Last week to see Afghan made films, hear Afghan voices, experience Afghan concerns – 10 years after the invasion, October 7th

September 30, 2011

Only one more week – through the 10th anniversary of the US-led invasion of Afghanistan on October 7th –  to watch online the full versions of 10 unique Afghan made films. These films provide an unseen view, beyond the battlefront coverage provided by western media, of the daily realities facing Afghans. Please share these films with your friends and colleagues to raise awareness of both the plight and capacity of Afghans and to bring a much needed local perspective to the debate about the immediate and long-term future of Afghanistan.

As I have written before [see Get the Troops Out?], no outsider can fix Afghanistan. However, outsiders can, and I think must, help Afghanistan extricate itself from its position as a pawn in the regional geopolitical conflict between countries such as Pakistan, India, [read analysis] Iran, Russia and China [read report]. [You can hear my comment on this subject on NPR’s OnPoint here: “What to do about Pakistan“]. Until this is accomplished, outsiders must – on humanitarian grounds – protect Afghans from a regional war that is being fought in their country and plays off of internal ethnic and economic tensions. To this end the international community, and the war protesters, should be thinking about more than getting troops out and bringing money home. Leaving the mess behind is not a humane solution.

Support peace for Afghans, and thereby regional stability and security at home. This requires slowly removing US-led offensive military forces, replacing them with a large international peacekeeping force (with a ‘right to kill’ mandate), increasing diplomatic pressure to resolve regional conflicts and funding long-term (30-50 year) Afghan led and implemented economic, social, political and security development programs [For further insight read the United States Institute of Peace’s: The Future of Afghanistan].

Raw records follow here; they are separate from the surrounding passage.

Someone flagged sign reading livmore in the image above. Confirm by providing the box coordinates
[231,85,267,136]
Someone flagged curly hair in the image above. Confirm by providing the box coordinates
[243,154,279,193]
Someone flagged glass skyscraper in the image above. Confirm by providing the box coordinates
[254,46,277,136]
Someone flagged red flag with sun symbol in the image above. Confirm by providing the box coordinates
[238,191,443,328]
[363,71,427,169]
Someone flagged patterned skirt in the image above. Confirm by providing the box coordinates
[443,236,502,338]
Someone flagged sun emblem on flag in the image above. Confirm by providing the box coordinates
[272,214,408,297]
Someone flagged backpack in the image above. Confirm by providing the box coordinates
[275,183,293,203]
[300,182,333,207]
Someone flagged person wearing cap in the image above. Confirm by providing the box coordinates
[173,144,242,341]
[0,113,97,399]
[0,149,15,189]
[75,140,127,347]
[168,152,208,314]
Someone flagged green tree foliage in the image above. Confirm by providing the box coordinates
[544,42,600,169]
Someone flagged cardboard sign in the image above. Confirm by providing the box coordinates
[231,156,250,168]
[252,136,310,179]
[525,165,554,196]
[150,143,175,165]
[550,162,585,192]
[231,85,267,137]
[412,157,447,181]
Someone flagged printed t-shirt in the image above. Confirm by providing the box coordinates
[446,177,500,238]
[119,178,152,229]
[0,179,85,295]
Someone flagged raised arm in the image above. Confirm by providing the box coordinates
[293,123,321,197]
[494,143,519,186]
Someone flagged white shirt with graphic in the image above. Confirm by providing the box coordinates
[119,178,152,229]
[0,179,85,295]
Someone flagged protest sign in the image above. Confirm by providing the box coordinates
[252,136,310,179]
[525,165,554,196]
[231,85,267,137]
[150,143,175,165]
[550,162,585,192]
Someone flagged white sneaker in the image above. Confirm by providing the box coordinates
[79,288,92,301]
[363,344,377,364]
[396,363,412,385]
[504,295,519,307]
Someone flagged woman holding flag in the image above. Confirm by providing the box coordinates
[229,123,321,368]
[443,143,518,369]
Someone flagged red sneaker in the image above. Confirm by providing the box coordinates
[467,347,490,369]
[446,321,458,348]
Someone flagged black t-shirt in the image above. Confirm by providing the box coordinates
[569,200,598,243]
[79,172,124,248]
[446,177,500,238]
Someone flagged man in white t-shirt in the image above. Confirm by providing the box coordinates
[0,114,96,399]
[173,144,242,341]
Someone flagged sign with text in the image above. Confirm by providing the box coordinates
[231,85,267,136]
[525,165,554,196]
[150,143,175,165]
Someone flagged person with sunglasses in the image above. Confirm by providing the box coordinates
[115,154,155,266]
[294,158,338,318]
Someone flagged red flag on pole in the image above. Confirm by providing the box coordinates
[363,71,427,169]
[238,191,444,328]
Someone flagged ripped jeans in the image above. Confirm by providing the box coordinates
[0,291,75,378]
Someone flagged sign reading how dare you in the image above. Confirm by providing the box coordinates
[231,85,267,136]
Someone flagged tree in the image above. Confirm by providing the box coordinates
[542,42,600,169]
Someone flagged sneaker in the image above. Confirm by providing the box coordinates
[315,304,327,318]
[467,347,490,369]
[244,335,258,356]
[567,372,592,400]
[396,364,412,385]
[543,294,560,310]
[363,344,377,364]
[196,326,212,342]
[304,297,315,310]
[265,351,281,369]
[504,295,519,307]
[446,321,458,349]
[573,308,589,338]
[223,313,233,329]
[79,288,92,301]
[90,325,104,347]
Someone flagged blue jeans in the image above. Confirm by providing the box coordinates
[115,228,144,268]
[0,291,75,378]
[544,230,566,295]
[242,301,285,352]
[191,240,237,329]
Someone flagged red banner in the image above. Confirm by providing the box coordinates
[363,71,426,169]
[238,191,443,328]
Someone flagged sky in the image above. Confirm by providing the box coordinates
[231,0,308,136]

Watch these films, presented in full through October 7th, and meet the Afghans whose lives are on the line and whose peaceful future depends on a responsible and sustained engagement by the international community. Every week the filmmakers talk to me about their terrible fear of the international community abandoning them to another blood bath and humanitarian crisis. Don’t let our disappointment over the last ten year’s of mismanaged war and development aid cause us to call for action that 10 years from now we will regret and wish we had handled differently.